MANILA, Philippines — Project approvals by the Board of Investments (BOI) are likely to fall short of the P1-trillion target set for the year, a ranking official said.
“I don’t know if we can meet (the target). We might not,” BOI managing head Ceferino Rodolfo told reporters.
He said the tally of approved investments stood at P905 billion as of the BOI’s last board meeting.
“So, we’re still short of P95 billion for the P1 trillion (target),” he said.
While the BOI still has one board meeting for the year scheduled on Dec. 28 to approve investments for projects that can qualify for incentives, he said the target is still out of reach.
There are projects in the pipeline awaiting endorsement from other government agencies amounting to a total of P68 billion.

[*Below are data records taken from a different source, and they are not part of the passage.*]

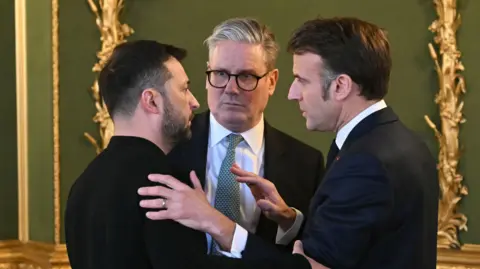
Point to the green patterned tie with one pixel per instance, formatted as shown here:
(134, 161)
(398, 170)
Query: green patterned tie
(227, 196)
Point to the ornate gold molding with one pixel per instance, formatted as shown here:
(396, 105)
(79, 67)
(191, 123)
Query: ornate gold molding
(15, 255)
(22, 117)
(113, 33)
(451, 86)
(18, 255)
(56, 122)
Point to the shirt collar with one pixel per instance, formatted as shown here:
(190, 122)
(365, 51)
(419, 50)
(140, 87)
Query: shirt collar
(253, 137)
(345, 130)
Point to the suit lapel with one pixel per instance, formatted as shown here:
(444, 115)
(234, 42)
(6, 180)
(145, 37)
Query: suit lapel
(372, 121)
(199, 146)
(274, 152)
(273, 161)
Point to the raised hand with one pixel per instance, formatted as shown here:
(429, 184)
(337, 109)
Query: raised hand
(267, 197)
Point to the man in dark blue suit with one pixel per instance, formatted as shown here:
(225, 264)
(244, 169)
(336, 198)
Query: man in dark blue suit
(376, 207)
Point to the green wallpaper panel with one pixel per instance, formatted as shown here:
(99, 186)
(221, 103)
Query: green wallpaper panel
(187, 23)
(40, 137)
(79, 41)
(8, 143)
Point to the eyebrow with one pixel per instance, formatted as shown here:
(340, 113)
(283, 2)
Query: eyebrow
(241, 71)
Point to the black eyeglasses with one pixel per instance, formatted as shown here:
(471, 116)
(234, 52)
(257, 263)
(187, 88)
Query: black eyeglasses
(245, 81)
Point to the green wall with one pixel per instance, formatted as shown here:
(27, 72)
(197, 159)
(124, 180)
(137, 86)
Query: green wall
(187, 23)
(8, 141)
(40, 123)
(79, 41)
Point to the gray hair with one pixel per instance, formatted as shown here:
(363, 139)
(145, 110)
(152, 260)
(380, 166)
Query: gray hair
(246, 30)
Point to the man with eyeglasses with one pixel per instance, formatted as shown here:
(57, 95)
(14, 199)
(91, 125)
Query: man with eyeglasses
(240, 78)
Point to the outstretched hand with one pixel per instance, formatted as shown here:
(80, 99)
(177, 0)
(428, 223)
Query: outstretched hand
(298, 249)
(267, 197)
(178, 202)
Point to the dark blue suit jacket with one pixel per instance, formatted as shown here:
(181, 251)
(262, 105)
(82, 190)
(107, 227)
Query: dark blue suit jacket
(376, 207)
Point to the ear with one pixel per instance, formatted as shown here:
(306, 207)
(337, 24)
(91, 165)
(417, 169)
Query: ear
(151, 102)
(343, 87)
(272, 81)
(206, 78)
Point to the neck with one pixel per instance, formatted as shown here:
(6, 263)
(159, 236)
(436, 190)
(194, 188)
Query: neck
(351, 109)
(135, 128)
(240, 127)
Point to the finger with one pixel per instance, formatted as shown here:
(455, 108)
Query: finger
(298, 247)
(156, 191)
(152, 203)
(167, 180)
(158, 215)
(266, 205)
(195, 180)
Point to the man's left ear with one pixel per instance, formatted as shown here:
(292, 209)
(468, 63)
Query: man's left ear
(343, 86)
(272, 81)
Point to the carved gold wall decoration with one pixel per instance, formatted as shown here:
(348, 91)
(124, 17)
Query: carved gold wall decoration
(112, 33)
(451, 87)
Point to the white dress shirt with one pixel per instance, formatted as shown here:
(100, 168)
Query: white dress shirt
(249, 155)
(345, 130)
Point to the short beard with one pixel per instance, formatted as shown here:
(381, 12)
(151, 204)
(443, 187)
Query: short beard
(175, 128)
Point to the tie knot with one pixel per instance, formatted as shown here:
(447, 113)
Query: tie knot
(234, 140)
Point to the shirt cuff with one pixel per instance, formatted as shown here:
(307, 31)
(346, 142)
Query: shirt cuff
(285, 237)
(238, 243)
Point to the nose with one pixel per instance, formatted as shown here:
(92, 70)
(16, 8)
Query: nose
(194, 105)
(294, 92)
(232, 87)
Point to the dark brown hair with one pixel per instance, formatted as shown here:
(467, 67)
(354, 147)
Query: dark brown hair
(348, 46)
(133, 67)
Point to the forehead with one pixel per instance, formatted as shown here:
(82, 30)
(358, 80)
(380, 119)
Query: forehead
(307, 63)
(235, 56)
(176, 70)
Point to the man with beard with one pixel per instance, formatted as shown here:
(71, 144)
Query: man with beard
(146, 91)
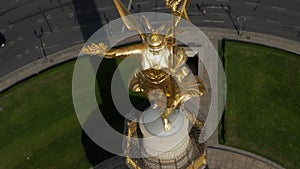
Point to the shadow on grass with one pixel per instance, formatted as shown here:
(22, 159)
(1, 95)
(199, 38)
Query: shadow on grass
(107, 69)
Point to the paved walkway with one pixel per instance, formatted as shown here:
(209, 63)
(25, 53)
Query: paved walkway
(214, 34)
(219, 157)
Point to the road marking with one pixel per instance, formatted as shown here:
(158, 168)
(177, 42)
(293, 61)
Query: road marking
(53, 46)
(11, 43)
(214, 7)
(71, 15)
(27, 51)
(40, 20)
(297, 27)
(78, 41)
(20, 38)
(56, 29)
(251, 3)
(212, 21)
(144, 2)
(161, 7)
(279, 8)
(272, 21)
(11, 26)
(103, 8)
(49, 16)
(47, 34)
(248, 17)
(79, 26)
(19, 56)
(222, 0)
(218, 14)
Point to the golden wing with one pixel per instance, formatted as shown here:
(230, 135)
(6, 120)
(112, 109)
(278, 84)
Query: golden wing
(99, 49)
(128, 19)
(179, 7)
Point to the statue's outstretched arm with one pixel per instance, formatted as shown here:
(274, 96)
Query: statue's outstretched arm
(100, 49)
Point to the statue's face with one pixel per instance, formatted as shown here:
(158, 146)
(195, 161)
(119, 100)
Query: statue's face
(156, 42)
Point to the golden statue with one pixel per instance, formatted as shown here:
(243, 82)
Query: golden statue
(162, 61)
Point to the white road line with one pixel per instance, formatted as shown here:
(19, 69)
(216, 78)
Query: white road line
(20, 38)
(251, 3)
(214, 7)
(79, 26)
(11, 43)
(27, 51)
(279, 8)
(212, 21)
(222, 0)
(47, 34)
(53, 46)
(19, 56)
(297, 27)
(272, 21)
(56, 29)
(49, 16)
(219, 14)
(145, 2)
(40, 20)
(103, 8)
(160, 7)
(78, 41)
(248, 17)
(71, 15)
(11, 26)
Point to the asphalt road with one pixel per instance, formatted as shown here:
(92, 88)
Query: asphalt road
(69, 22)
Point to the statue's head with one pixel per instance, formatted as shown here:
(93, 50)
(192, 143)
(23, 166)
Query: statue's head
(155, 42)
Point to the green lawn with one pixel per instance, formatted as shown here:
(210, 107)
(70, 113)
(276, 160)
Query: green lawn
(38, 126)
(263, 102)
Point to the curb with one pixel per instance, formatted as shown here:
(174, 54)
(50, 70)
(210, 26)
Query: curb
(35, 67)
(214, 34)
(244, 153)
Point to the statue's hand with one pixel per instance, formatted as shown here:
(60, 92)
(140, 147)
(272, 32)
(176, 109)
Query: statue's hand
(99, 49)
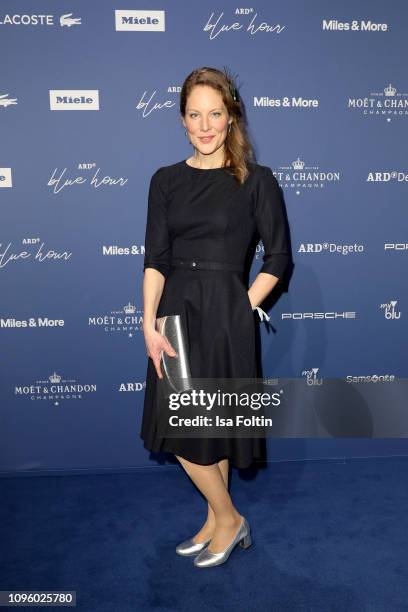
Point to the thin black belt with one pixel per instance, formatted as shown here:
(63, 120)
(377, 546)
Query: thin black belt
(205, 264)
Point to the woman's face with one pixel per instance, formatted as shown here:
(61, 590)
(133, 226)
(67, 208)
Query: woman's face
(206, 119)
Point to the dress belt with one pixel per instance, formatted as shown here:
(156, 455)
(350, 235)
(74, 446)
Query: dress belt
(205, 264)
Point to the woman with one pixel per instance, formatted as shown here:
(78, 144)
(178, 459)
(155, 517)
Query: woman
(202, 214)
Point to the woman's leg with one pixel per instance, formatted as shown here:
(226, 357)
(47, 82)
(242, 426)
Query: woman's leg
(210, 481)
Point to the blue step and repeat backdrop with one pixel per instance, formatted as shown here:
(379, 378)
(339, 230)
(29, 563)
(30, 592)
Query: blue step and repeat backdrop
(89, 95)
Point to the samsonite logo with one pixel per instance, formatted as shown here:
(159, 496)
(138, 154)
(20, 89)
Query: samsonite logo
(74, 99)
(139, 21)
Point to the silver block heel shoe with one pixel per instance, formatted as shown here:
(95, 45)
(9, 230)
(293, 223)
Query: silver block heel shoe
(208, 559)
(188, 548)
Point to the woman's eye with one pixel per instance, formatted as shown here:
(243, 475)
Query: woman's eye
(193, 115)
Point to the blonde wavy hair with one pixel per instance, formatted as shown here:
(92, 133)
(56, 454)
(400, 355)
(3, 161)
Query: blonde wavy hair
(238, 149)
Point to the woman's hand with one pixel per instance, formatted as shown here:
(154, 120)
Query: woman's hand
(155, 343)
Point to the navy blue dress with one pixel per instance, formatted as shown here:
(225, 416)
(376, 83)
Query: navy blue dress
(201, 214)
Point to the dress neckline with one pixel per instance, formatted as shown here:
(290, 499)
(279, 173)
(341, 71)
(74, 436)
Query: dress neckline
(205, 169)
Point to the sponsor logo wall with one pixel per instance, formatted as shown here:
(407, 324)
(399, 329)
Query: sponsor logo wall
(326, 97)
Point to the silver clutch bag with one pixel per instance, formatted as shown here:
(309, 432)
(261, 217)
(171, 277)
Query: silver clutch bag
(176, 370)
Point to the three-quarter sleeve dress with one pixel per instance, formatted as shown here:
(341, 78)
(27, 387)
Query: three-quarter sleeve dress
(198, 215)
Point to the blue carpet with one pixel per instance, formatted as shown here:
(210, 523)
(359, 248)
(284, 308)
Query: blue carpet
(327, 536)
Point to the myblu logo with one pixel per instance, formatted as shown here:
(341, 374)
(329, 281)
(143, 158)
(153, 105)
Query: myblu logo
(74, 99)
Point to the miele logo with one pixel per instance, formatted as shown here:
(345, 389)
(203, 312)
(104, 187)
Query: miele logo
(41, 20)
(5, 177)
(385, 177)
(74, 99)
(302, 316)
(354, 26)
(286, 102)
(330, 247)
(139, 21)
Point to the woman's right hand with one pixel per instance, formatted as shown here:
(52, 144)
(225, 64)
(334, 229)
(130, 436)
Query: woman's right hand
(155, 344)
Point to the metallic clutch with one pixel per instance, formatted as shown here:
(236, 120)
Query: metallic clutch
(176, 370)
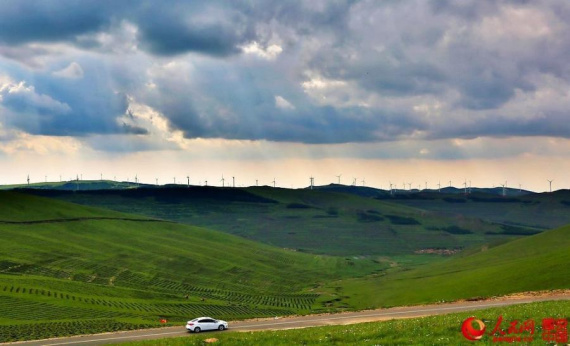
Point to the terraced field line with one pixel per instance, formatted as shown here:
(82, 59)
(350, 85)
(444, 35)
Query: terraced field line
(76, 219)
(299, 322)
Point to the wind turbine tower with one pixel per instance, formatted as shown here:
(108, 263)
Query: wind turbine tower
(550, 182)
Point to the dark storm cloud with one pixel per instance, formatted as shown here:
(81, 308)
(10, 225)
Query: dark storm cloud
(64, 107)
(474, 58)
(23, 21)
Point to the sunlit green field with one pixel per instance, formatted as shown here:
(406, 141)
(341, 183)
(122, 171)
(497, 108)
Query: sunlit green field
(311, 221)
(539, 262)
(67, 269)
(434, 330)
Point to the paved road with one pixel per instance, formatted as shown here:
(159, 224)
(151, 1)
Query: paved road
(294, 322)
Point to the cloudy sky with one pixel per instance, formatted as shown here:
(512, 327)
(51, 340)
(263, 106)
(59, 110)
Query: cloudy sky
(378, 91)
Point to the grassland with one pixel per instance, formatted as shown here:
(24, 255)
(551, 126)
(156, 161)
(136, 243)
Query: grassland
(311, 221)
(539, 211)
(68, 269)
(539, 262)
(434, 330)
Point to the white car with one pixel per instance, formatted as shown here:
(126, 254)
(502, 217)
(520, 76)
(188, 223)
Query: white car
(205, 323)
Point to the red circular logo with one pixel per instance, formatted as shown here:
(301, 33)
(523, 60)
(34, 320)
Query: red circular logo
(471, 333)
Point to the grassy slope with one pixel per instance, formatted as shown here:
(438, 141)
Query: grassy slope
(331, 223)
(433, 330)
(541, 210)
(137, 271)
(539, 262)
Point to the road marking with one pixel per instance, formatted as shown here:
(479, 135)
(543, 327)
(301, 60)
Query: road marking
(116, 338)
(375, 315)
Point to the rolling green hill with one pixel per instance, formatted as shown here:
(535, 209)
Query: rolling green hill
(304, 220)
(77, 185)
(539, 262)
(537, 210)
(67, 269)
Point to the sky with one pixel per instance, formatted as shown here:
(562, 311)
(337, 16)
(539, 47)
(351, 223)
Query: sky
(378, 92)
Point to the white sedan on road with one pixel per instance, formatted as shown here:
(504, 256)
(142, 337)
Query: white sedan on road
(205, 323)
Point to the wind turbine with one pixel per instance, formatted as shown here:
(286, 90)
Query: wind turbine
(550, 182)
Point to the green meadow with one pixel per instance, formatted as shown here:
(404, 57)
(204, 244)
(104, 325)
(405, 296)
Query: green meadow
(312, 221)
(68, 265)
(538, 262)
(70, 269)
(433, 330)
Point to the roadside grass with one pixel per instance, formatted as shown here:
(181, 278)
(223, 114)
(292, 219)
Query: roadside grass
(126, 271)
(433, 330)
(539, 262)
(327, 223)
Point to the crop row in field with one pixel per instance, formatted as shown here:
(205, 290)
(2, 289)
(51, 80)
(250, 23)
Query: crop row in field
(10, 333)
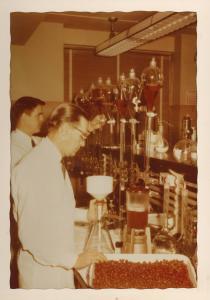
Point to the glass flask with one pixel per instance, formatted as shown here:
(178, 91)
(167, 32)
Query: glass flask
(99, 237)
(163, 242)
(161, 145)
(152, 80)
(193, 148)
(182, 150)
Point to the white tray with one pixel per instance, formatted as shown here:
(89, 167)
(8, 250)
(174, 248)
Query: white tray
(147, 258)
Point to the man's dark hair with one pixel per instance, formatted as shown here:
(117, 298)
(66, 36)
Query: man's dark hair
(23, 105)
(65, 112)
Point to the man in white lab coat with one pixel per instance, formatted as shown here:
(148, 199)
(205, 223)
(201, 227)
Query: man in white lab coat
(44, 204)
(26, 120)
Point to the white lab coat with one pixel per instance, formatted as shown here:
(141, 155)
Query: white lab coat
(44, 207)
(21, 145)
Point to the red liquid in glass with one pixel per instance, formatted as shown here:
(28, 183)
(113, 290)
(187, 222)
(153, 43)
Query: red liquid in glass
(150, 93)
(137, 219)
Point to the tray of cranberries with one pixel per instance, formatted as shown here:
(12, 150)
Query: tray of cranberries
(142, 271)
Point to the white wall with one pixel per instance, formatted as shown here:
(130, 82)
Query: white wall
(37, 67)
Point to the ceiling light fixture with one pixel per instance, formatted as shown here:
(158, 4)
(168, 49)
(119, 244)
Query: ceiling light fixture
(152, 28)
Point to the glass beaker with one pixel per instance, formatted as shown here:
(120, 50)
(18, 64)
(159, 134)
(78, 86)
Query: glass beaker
(137, 203)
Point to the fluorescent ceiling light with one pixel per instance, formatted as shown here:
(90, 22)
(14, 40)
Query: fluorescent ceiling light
(152, 28)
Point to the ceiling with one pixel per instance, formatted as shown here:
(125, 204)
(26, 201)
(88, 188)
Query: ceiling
(24, 24)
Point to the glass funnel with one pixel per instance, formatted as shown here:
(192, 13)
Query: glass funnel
(99, 237)
(152, 80)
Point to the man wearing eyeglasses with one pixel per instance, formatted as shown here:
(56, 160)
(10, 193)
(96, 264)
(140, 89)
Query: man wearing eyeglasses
(44, 204)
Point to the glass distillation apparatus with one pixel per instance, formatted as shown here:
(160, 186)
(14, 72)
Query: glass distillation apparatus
(99, 237)
(183, 148)
(152, 81)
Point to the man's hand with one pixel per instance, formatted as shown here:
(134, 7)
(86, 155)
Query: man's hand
(89, 257)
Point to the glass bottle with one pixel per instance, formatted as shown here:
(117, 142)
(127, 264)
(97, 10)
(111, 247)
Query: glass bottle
(182, 150)
(152, 80)
(161, 145)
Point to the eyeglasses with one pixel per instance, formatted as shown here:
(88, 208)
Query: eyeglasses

Even if all these projects are approved by the BOI, Rodolfo said total investment approvals for the year would just reach around P970 billion, still below target.
“We were hopeful it would reach close to P1 trillion,” he said.
During the launch of the new marketing campaign “Make It Happen in the Philippines” aimed to position the country as an ideal destination for trade and investments held last month, Rodolfo said the BOI was optimistic of reaching the target.
If the BOI’s total approved investments this year reaches the P1-trillion mark, it would be the second highest level of project approvals in the agency’s history.
Last year, total investments approved by the BOI hit an all-time high of P1.14 trillion.
Rodolfo said most investment projects approved this year are related to infrastructure, telco towers, transportation and manufacturing.
Under the Make It Happen in the Philippines campaign, the BOI is pushing for the automotive, aerospace, electronics, information technology – business process management, and copper or nickel as priority sectors for foreign investment.